Epilogue Editing communities
If you’re reading this and like “yeah, I need a community but I don’t know how to start one…” do I have great news for you! There are multiple opportunities for you to write with us in community, now and in the future. Here are a few:
Writing Sprints! A few times a year—November, April, and August—I host writing sprints, where we get together to write, on Zoom and on Slack. These are fun, and a great way to get to know folks who are also trying to get a lot of writing done. If this sounds fun, Come write with me every day for a week, August 25-29. We’ll have quick hour-long writing sessions, with a longer writing block on Friday, and Slack group for accountability/talking about how to create sustainable writing patterns during the school year. Register here.
Writers’ Circles! A few times a year—September, January, and May—I host writers’ circles with a focus on creating a community around writing. If these sound appealing, it’s not too late to join for September! You can read more about them here and register here.

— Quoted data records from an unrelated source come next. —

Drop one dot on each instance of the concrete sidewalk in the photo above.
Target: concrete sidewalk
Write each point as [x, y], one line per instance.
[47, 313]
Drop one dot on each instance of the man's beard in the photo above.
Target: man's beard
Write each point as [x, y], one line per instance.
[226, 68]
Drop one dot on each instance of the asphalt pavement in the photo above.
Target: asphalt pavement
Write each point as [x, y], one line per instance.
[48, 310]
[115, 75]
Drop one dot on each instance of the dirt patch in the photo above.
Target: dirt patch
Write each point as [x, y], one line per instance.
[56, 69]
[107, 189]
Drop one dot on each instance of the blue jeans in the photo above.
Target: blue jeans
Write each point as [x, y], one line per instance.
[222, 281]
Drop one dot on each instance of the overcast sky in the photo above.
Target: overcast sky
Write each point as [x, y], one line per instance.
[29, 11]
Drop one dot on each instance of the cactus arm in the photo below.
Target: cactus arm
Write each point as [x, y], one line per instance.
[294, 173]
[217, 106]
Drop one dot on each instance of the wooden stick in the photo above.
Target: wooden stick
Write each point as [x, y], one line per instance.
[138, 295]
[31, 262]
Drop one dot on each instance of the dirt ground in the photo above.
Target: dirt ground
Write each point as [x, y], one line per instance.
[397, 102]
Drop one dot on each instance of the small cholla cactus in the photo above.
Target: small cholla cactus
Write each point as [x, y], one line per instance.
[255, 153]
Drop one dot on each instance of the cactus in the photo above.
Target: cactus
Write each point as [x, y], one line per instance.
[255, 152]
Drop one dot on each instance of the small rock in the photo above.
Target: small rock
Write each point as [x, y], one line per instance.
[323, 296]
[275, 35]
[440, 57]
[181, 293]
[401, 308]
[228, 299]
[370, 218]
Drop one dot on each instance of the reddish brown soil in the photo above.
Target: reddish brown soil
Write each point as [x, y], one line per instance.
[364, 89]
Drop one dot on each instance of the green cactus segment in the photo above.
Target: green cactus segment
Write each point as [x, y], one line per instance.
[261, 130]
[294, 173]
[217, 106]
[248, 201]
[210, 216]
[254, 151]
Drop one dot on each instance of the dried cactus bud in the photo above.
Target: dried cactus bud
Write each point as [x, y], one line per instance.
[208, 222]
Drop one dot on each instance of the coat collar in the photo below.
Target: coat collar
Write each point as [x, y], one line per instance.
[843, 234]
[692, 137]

Book writing cohorts! Writing books is a different beast all together, and it really helps to have people who are at similar stages to bounce ideas off of/write in solidarity with. This is why I created the book writing workshop and advanced book writing workshop. Both start in May (so you can take advantage of the summer to get writing done), but people can enroll for part of the year as well.

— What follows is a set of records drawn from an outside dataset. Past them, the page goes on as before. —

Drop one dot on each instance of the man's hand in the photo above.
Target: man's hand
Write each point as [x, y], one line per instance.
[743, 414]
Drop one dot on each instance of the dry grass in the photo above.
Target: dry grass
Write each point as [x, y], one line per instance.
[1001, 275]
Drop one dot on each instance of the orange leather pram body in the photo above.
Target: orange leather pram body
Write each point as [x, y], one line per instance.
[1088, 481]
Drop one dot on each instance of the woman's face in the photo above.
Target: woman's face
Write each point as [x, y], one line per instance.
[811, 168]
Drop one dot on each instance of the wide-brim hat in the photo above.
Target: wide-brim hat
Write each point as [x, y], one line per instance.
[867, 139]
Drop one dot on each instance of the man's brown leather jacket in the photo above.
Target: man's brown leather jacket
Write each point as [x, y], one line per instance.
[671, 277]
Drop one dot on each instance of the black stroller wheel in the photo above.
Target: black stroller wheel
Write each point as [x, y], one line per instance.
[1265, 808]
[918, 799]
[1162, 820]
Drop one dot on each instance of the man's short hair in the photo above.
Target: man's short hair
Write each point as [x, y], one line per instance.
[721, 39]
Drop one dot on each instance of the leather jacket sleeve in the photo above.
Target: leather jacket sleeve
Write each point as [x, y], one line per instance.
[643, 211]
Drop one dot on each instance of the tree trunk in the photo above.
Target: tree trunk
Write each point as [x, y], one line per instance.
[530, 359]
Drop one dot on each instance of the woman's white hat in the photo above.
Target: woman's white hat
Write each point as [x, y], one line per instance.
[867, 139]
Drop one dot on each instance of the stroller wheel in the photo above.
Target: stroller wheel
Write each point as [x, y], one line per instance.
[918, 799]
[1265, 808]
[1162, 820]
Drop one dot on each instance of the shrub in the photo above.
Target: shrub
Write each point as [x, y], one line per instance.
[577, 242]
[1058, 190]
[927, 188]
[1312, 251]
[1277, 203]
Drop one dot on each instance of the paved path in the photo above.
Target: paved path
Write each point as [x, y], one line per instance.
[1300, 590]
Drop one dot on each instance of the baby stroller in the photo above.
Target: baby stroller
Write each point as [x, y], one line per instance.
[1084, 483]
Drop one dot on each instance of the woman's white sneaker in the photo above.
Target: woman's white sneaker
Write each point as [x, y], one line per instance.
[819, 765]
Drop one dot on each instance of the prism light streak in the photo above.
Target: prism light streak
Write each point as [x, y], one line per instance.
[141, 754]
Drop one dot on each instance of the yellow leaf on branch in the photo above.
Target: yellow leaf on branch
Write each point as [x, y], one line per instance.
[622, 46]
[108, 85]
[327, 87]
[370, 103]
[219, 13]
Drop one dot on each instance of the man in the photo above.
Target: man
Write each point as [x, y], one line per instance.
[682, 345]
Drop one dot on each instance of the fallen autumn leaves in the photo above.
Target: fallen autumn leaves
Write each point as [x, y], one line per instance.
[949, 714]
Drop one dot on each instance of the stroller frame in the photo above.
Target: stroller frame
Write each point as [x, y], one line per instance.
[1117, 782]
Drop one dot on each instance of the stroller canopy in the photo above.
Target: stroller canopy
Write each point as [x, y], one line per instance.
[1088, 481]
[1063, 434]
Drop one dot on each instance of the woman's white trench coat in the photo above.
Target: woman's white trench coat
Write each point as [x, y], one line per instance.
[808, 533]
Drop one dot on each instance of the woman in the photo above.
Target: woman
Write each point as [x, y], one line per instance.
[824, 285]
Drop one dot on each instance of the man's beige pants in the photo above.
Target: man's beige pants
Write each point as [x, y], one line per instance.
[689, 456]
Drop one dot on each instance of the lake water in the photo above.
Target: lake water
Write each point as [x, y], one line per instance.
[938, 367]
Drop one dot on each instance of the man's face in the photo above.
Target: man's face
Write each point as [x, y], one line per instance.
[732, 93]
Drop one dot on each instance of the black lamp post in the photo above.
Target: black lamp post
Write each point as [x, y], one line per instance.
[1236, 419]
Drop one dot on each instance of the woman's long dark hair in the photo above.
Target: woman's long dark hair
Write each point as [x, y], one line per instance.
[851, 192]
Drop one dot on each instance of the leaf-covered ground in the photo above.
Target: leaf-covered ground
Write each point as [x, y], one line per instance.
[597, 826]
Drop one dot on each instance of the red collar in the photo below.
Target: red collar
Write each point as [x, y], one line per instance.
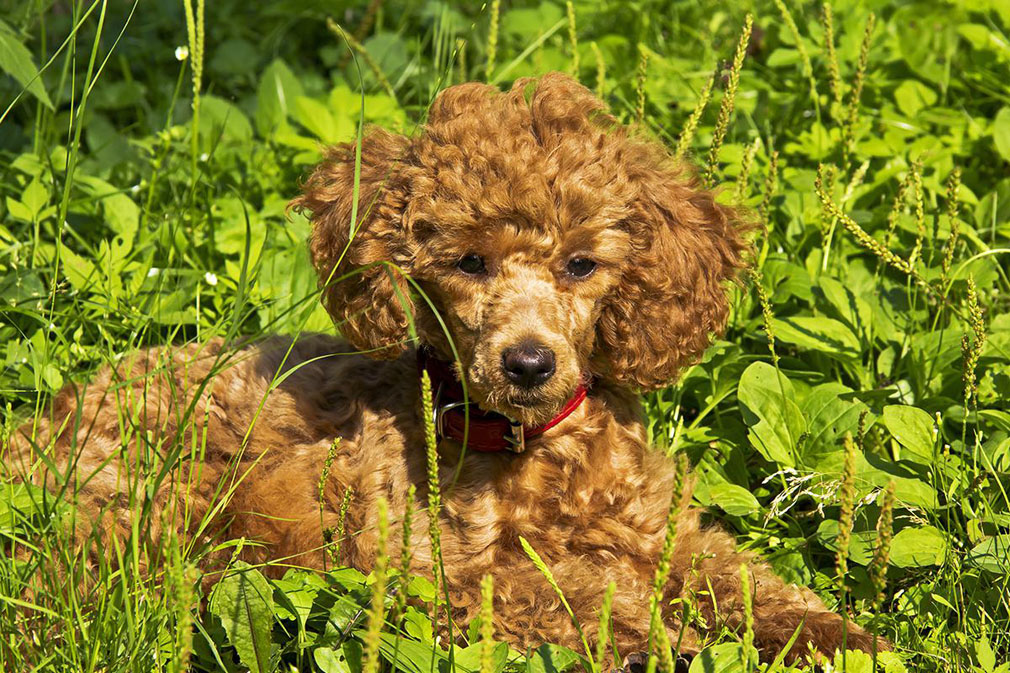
[489, 431]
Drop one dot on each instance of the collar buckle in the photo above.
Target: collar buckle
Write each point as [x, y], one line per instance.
[515, 439]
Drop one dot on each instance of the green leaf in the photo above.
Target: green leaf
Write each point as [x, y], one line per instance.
[821, 334]
[80, 271]
[15, 60]
[551, 659]
[861, 543]
[320, 121]
[986, 656]
[18, 210]
[828, 417]
[992, 554]
[767, 403]
[222, 121]
[724, 658]
[915, 547]
[912, 96]
[733, 499]
[330, 661]
[913, 428]
[243, 602]
[1001, 132]
[410, 656]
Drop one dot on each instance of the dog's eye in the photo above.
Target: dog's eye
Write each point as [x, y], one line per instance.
[580, 267]
[472, 264]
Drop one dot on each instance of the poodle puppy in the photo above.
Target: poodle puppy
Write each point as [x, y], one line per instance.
[546, 260]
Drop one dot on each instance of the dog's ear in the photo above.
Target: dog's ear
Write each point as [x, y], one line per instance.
[368, 300]
[673, 295]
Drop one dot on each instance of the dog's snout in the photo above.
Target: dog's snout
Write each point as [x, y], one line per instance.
[528, 365]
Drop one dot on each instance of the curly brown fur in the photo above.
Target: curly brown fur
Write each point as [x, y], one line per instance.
[527, 179]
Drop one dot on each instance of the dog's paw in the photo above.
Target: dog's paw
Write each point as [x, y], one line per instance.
[638, 663]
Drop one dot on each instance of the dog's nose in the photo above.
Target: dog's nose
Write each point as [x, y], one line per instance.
[528, 365]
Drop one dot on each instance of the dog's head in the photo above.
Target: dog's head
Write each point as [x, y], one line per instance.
[551, 245]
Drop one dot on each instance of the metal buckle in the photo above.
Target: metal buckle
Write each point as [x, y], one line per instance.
[515, 439]
[518, 437]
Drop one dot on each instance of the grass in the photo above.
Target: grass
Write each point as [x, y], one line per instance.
[143, 176]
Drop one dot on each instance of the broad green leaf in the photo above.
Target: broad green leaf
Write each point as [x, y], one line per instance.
[913, 428]
[992, 554]
[469, 658]
[828, 417]
[776, 422]
[861, 543]
[410, 656]
[1001, 132]
[733, 499]
[723, 658]
[81, 272]
[986, 656]
[15, 60]
[18, 210]
[853, 661]
[243, 602]
[321, 122]
[330, 661]
[34, 197]
[295, 594]
[912, 96]
[821, 334]
[276, 95]
[222, 121]
[551, 659]
[919, 546]
[852, 309]
[119, 211]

Writing retreats! Writing retreats are magical ways to pause time to create space for writing together. Mirya Holman and I host occasional retreats (watch this space for the next announcement) and I also help universities and departments facilitate retreats.
If any of these sound appealing to you, now or in the future, reach out! I’d love to have you join me.
But here’s the secret: you can do any of these yourself. Pick a Friday and send out a Zoom link to some cool folks you met at a conference. Reserve a conference room on campus and see if someone from physics and someone from art history want to write with you on Thursdays. Ask your grad school buddy to hang out with you on Zoom for two hours Monday mornings while you executive plan your week. These are all free, easy ways to build community. You just need to pick one and stick to it (and sometimes make a phone call or two).
Write good things, hopefully with a buddy!